A Syrian man, with his family after he was freed from the Kurdish-run Alaya prison in Qamishli, northeast Syria, October 15, 2020 (Delil Souleiman/AFP)
Kurdish authorities in northeast Syria have released 631 Islamic State fighters under a general amnesty.
Amina Omar, the head of the Syrian Democratic Council, told reporters in the city of Qamishli that the freed men have “no blood on their hands” and have repented over their membership of ISIS.
“They are people who can be reformed,” Omar said.
The Council, which has autonomy over Kurdish cantons in the northeast, said detention terms will be halved for another 253 ISIS fighters.

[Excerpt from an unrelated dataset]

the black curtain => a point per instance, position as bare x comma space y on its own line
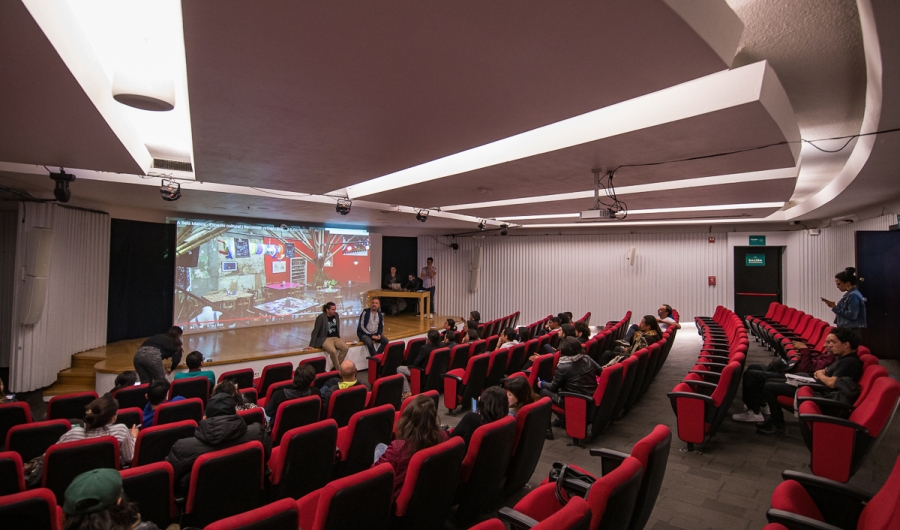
141, 279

Omar said all those freed are Syrians who have served at least half of their sentences.
Arab tribes in the region have called for the releases.

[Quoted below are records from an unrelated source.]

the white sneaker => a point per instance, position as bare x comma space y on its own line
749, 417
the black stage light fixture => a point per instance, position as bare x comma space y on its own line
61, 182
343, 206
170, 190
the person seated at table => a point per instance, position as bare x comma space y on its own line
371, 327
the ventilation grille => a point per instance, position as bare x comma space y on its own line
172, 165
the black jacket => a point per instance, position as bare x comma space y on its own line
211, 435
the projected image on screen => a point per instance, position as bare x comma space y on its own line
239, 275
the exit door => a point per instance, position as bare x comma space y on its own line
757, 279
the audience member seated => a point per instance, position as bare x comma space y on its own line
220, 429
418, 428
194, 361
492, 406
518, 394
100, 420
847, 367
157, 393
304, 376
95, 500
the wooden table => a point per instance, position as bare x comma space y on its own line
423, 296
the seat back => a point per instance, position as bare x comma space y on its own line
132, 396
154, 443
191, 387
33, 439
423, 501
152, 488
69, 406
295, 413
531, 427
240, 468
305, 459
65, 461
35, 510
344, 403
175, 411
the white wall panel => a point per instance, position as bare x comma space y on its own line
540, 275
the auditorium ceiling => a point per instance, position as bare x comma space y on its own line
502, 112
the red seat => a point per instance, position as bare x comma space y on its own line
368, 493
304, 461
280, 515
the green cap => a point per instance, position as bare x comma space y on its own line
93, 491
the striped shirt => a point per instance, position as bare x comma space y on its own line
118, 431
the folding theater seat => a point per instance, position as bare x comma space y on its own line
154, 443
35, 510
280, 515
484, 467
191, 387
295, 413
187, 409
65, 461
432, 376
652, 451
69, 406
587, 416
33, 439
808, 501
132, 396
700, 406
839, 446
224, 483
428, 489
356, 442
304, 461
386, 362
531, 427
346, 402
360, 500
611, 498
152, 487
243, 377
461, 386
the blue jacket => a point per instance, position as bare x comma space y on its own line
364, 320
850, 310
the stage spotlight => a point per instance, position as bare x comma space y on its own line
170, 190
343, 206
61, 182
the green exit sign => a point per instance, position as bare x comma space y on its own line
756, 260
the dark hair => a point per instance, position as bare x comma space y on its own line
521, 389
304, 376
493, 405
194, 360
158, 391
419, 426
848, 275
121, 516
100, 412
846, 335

Reporters outside the Alaya detention facility on the outskirts of Qamishli saw dozens of detainees reunite with relatives who had come to meet them.
The Kurdish authorities have overseen more than two dozen prisons, holding about 10,000 ISIL fighters, after the US-supported, Kurdish-led Syrian Democratic Forces pushed the Islamic State out of the region in March 2019.
Among the detainees are about 2,000 foreigners, including about 800 Europeans.
Earlier this month, the Kurdish-led authority said all detained Syrians, except those who fought with ISIS, from the overcrowded, unhygienic al-Hawl camp.
The camp, with about 65,000 occupants, holds Islamic State fighters and their families as well as other displaced people. The UN estimates there are 28,000 Syrians, 30,000 Iraqis, and about 10,000 other foreigners in the complex. The majority of occupants — almost 40,000 — – are children from more than 60 countries.
The Kurdish administration, short of funds, is trying to cut the costs of running the camps.